La centralisation la plus désastreuse est intrinsèque au régime Il faut s'arrêter un instant à cette dernière remarque pour attirer l'attention sur l'un des " à-côtés de 1867 pour les Canadiens-Français ". Au sujet de la centralisation dans le régime fédéral canadien, Maurice Séguin dresse le constat suivant dans Histoire de deux nationalismes au Canada.

" On est porté, dans certains milieux, à accorder beaucoup d'importance à la " centralisation " survenue depuis 1867. Comme si le régime de base - le partage fédéral de 1867 - pourvu qu'il soit maintenu, ne comportait aucun inconvénient sérieux pour le peuple minoritaire canadien-français. Il faut échapper à ce piège et bien comprendre que la centralisation la plus désastreuse c'est celle-là même qui est contenue dans le régime d'union législative de 1841 et dans le régime de l'union fédérale de 1867, deux régimes où le Canada-Français se voit refuser le self-goverment, c'est-à-dire la permission d'administrer lui-même, majoritairement, les grands pouvoirs de l'État complet : les relations politiques et économiques avec l'extérieur, la défense..., l'emprise totale sur les impôts, etc. Certes, il y a eu centralisation au fédéral depuis 1867, mais là n'est pas l'essentiel. On pourrait faire remarquer également que les compétences des provinces se sont accrues depuis un siècle... Et on se retrouve toujours devant le même " partage fédéral " qui provincialise les Canadiens-Français. " (p. 399)

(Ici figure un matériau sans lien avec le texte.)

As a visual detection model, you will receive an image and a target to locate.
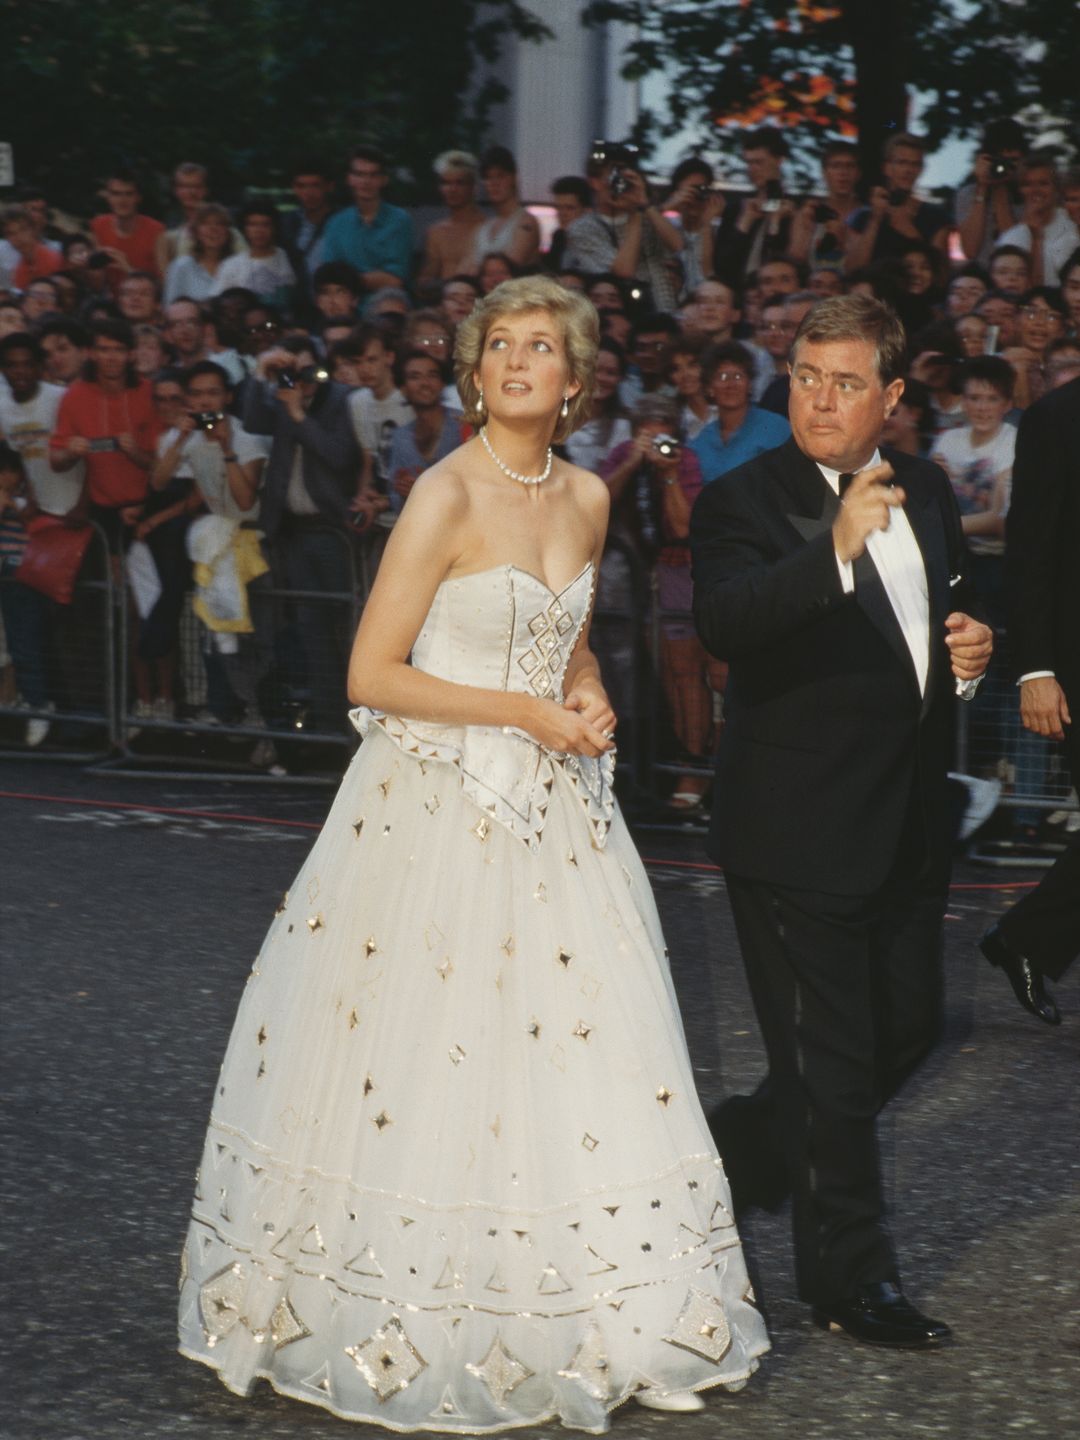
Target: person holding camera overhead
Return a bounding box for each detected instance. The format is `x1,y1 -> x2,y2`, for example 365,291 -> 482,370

Pour continuer notre analogie, le gros train possède, " constitutionnellement ", les grands moyens et le petit train doit se satisfaire de droits (des permissions) et de pouvoirs (des moyens) secondaires. Dans un même État, si l'on accepte le fait qu'il puisse exister une nation majoritaire et une nation minoritaire dans un régime fédéral, " on ne doit pas s'imaginer, pense Maurice Séguin, que la nation minoritaire sera libre quand le central sera moins fort ; elle sera un " peu moins pas libre ". Ne pas croire que, si le central a peu de pouvoir, la nation minoritaire sera souveraine. À la limite, si le central devenait un pouvoir très désincarné (sans armée, sans diplomate, sans droits prioritaires sur les revenus, etc.), la nation minoritaire serait quasi souveraine, mais elle aurait toujours quelque chose de moins que la nation majoritaire, ce " quelque chose " qui serait du domaine central. " (Les Normes, p. 179-180 ou Les Normes, 3, 10, 1, 1- g.)